The Role of a Culture Journalist in a Disaster Zone
September 10, 2010
This morning I awoke to the headline news of an explosion caused by a ruptured gas line in San Bruno (just a few miles from where I live in San Francisco.) The explosion killed at least six people, injured many more and destroyed lots of homes.
In the grand scheme of things, this disaster is small when compared to the floods, tsunamis, famines and nuclear power plant radiation leaks that commonly make the news all over the world. But irrespective of the size of the event, the repercussions never fail to have a devastating effect on a community.
In the face of this, what's a culture journalist to do? My colleagues on the news desks of the local and national media were probably up all night reporting the story and continue to make sure that people are kept up to date. The local pub that I contribute to, The Bay Citizen, has been at the forefront of the charge. I am impressed by the organization's coverage of the blast so far.
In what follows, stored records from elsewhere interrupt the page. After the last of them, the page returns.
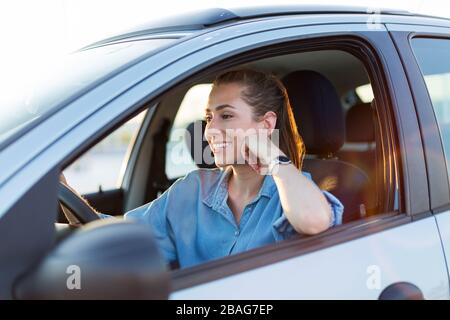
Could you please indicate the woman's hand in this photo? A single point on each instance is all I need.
(259, 150)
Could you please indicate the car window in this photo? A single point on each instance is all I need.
(178, 158)
(103, 166)
(433, 58)
(38, 92)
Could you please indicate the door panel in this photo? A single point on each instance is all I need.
(359, 269)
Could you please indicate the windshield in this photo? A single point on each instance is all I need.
(27, 98)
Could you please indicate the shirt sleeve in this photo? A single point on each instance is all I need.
(285, 230)
(154, 214)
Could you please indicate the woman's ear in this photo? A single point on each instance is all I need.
(270, 121)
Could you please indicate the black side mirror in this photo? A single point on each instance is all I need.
(105, 259)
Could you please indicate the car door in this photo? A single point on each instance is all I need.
(388, 257)
(353, 261)
(426, 52)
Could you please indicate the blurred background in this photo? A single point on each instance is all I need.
(36, 33)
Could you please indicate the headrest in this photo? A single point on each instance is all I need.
(359, 123)
(317, 110)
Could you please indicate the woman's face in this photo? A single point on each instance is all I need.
(228, 120)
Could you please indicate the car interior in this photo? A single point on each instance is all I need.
(333, 104)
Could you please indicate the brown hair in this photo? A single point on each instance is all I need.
(265, 92)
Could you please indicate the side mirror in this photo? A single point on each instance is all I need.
(104, 259)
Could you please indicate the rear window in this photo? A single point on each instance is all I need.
(38, 93)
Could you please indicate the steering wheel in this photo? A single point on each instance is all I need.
(78, 207)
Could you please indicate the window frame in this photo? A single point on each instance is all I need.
(439, 184)
(216, 269)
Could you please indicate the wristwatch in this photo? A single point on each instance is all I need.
(278, 160)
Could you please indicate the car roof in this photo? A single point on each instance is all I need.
(179, 25)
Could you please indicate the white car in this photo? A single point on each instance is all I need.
(380, 84)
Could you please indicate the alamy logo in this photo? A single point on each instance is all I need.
(74, 279)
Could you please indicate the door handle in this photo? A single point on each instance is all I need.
(401, 291)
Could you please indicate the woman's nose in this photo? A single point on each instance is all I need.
(213, 132)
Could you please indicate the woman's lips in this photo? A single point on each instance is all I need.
(220, 146)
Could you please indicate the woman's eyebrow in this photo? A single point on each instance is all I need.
(222, 106)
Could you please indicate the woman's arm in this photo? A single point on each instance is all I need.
(303, 203)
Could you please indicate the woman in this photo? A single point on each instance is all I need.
(258, 194)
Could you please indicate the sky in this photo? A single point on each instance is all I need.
(36, 32)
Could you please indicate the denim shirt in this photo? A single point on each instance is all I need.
(193, 223)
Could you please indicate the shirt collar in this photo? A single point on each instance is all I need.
(217, 194)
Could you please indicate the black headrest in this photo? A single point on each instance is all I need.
(359, 123)
(198, 146)
(317, 110)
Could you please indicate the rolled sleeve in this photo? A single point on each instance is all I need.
(154, 214)
(337, 209)
(284, 229)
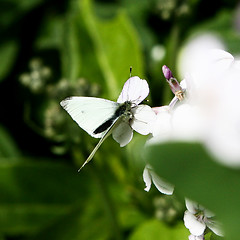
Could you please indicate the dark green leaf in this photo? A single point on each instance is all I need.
(117, 47)
(8, 147)
(154, 229)
(33, 195)
(8, 53)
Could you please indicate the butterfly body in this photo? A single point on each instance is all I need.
(100, 117)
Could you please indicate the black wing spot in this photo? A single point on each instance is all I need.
(104, 126)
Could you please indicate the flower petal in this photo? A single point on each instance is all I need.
(161, 185)
(134, 90)
(147, 179)
(195, 226)
(144, 118)
(122, 134)
(192, 237)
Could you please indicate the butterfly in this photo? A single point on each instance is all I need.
(100, 117)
But what's my role as a journalist in all of this? No one cares what an arts reporter/critic has to say about a gas pipe rupture.
I suppose ultimately, at this point in time, my role is not a professional one. It's simply to be a good citizen by helping people in need while keeping a professional eye on how the story unfolds down in San Bruno.
When the proverbial smoke clears, that's when I can actually start doing my job -- making sense of the event and how it impacts people's lives from a cultural perspective. But that's down the line.